Russia is especially rich in mineral fuels. Estimates suggest that the republic holds about one-half of the world’s potential coal reserves and probably holds larger reserves of petroleum than any other nation. Coal deposits are scattered widely throughout the country; by far the largest fields lie in Siberia and far eastern Russia, but the most developed fields are in western Siberia, the northeastern European region, the area around Moscow, and the Urals. The major petroleum deposits are in western Siberia and the Volga-Ural region. Smaller deposits, however, are found in many other parts of the country. The principal natural-gas deposits, of which Russia holds about 40 percent of the world’s reserves, are along the Arctic coast of Siberia, in the northern Caucasus region, and in the republic of Komi in northwestern Russia. The primary iron-ore deposits are found in the Kursk Magnetic Anomaly halfway between Moscow and Ukraine; smaller deposits are scattered throughout the country. Minor deposits of manganese are scattered through the Urals. Other important iron alloys, such as nickel, tungsten, cobalt, and molybdenum, occur in adequate or even abundant quantities.

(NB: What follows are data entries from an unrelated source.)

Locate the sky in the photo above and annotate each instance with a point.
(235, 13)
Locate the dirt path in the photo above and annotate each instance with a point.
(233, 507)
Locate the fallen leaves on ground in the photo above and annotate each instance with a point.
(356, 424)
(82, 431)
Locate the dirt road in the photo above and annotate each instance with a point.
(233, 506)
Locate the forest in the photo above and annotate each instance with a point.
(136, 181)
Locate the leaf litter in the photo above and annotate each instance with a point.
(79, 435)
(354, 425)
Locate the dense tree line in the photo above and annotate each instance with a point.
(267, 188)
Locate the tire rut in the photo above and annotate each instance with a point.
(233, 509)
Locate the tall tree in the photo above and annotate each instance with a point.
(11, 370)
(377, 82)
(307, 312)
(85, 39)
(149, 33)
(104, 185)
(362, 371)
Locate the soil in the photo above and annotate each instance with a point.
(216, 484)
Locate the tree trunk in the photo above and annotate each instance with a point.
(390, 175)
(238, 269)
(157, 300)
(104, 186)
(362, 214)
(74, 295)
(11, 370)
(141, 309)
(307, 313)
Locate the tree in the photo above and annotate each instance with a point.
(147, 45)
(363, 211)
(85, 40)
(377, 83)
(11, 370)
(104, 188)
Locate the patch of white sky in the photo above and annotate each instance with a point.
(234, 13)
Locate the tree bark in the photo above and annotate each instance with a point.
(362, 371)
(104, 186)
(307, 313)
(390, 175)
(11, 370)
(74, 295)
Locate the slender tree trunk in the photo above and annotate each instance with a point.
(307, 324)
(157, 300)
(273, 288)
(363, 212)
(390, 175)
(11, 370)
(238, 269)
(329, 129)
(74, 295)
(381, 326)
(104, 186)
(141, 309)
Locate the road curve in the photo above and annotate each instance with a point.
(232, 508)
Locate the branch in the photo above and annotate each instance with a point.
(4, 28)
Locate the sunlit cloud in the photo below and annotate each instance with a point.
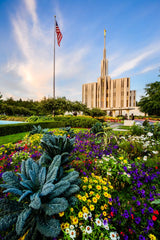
(35, 69)
(135, 61)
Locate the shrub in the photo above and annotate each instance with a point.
(42, 197)
(8, 129)
(97, 128)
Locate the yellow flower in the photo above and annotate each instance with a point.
(105, 206)
(85, 210)
(80, 214)
(62, 226)
(104, 213)
(91, 193)
(66, 225)
(105, 194)
(79, 197)
(152, 237)
(61, 214)
(84, 198)
(98, 187)
(94, 200)
(91, 207)
(86, 195)
(75, 221)
(98, 196)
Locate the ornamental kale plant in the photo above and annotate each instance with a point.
(53, 145)
(132, 211)
(42, 196)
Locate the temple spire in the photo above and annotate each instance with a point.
(104, 62)
(104, 51)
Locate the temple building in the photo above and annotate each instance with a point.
(112, 95)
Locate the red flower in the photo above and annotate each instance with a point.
(154, 218)
(156, 212)
(112, 214)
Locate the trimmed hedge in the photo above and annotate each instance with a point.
(82, 122)
(8, 129)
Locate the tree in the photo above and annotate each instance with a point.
(151, 102)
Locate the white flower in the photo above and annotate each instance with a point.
(113, 236)
(149, 134)
(98, 222)
(71, 227)
(88, 229)
(89, 214)
(85, 216)
(155, 152)
(106, 227)
(67, 230)
(145, 158)
(72, 234)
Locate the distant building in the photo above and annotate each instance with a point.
(114, 96)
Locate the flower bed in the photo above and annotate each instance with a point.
(119, 183)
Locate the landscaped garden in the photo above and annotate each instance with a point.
(81, 184)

Russia is also well endowed with most of the nonferrous metals, except aluminum, which is one of the country’s major mineral deficits. Aluminum ores are found primarily in the Urals, northwestern European Russia, and southeastern Siberia. Copper, on the other hand, is abundant; reserves are found in the Urals, the Noril’sk area of eastern Siberia, and the Kola Peninsula. A large deposit east of Lake Baikal became commercially exploitable when the Baikal-Amur Magistral (BAM) railroad was completed in 1989.

Lead and zinc ores are abundant (often found with copper, gold, silver, and a variety of rare metals) in the northern Caucasus, far eastern Russia, and the western edge of the Kuznetsk Basin in Siberia. Russia has some of the world’s largest gold reserves, primarily in far eastern Russia, Siberia, and the Urals. Mercury deposits have been found in the Chukotka okrug in the far northeastern part of Russia. Large asbestos deposits exist in the central and southern Urals and in eastern Siberia.

Raw materials for chemical-manufacturing industries are also abundant in Russia. These include potassium and magnesium salt deposits in the Kama River district of the western Urals. Some of the world’s largest deposits of apatite (a mineral from which phosphate is derived) are in the central Kola Peninsula; other types of phosphate ores are found in other parts of the country. Common rock salt is found in the southwestern Urals and southwest of Lake Baikal. Surface deposits of salt are derived from salt lakes along the lower Volga Valley. Sulfur is found in the Urals. High-grade limestone, used for the production of cement, is found in many parts of the country, but particularly near Belgorod in central European Russia and in the Zhiguli Hills area of the middle Volga River Valley.